Command-line interpreters or shell processors are a common way to interact with a computer system. Commands are entered as a sequence of typed characters (e.g., text and control characters) from a keyboard, and output is then received as a string of text. Such sequences typically take on the form of “do something”, “how”, and “to what”. In effect, the do something is a verb, how an adverb (e.g., should the command be executed “verbosely” or “quietly”), and the to what typically refers to one or more files on which the command should act. Included within these command sequences may be other characters such as inputs to the command, redirection characters to indicate where to route output, as well as other control characters.

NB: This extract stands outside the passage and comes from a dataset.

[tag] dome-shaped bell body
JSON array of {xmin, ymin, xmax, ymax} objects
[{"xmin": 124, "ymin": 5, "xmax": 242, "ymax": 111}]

Command-line interfaces were some of the very first interactive interfaces in use. In spite of the advent of the graphical user interface (GUI), command-line shells remain critical administrative tools because the user commands can be easily batched to automatically perform more complex tasks without the user interaction. The modern operating systems support a number of command-line interpreters that allow users to interact with the system by entering commands from the keyboard and examining the text output, either directly or with the help of utilities built into the shell or which are designed to interact with it. They also allow the sequences of commands be executed on behalf of the user in the batch mode.
As mentioned above, historically such shell command processors are character-oriented. This means that the shell command processor accepts character-by-character input from the user, waiting for a specific character (e.g., “Carriage return” or “Enter”) to signal that the shell should examine the input and try to execute it. When this character is supplied, the processor parses the input, determines if it is a legal command and begins executing it. If it is not a legal command, then an error is usually returned. If it is a legal command, then the command executes and may generate character output of its own, which can be examined by the operator.
The paradigm employed by the user is typically then to “open” the shell, supply characters to it via the keyboard and whenever the shell receives as input the Enter key (or other appropriate character depending on the syntax used), it attempts to process all characters it has received so far as a unit. Once the shell processor executes each unit as a command, it then reports the output. If an erroneous input was encountered, the processor may return a set of characters to the user which includes an error message. This cycle then repeats until the user “closes” the shell processor by terminating it or exiting the program.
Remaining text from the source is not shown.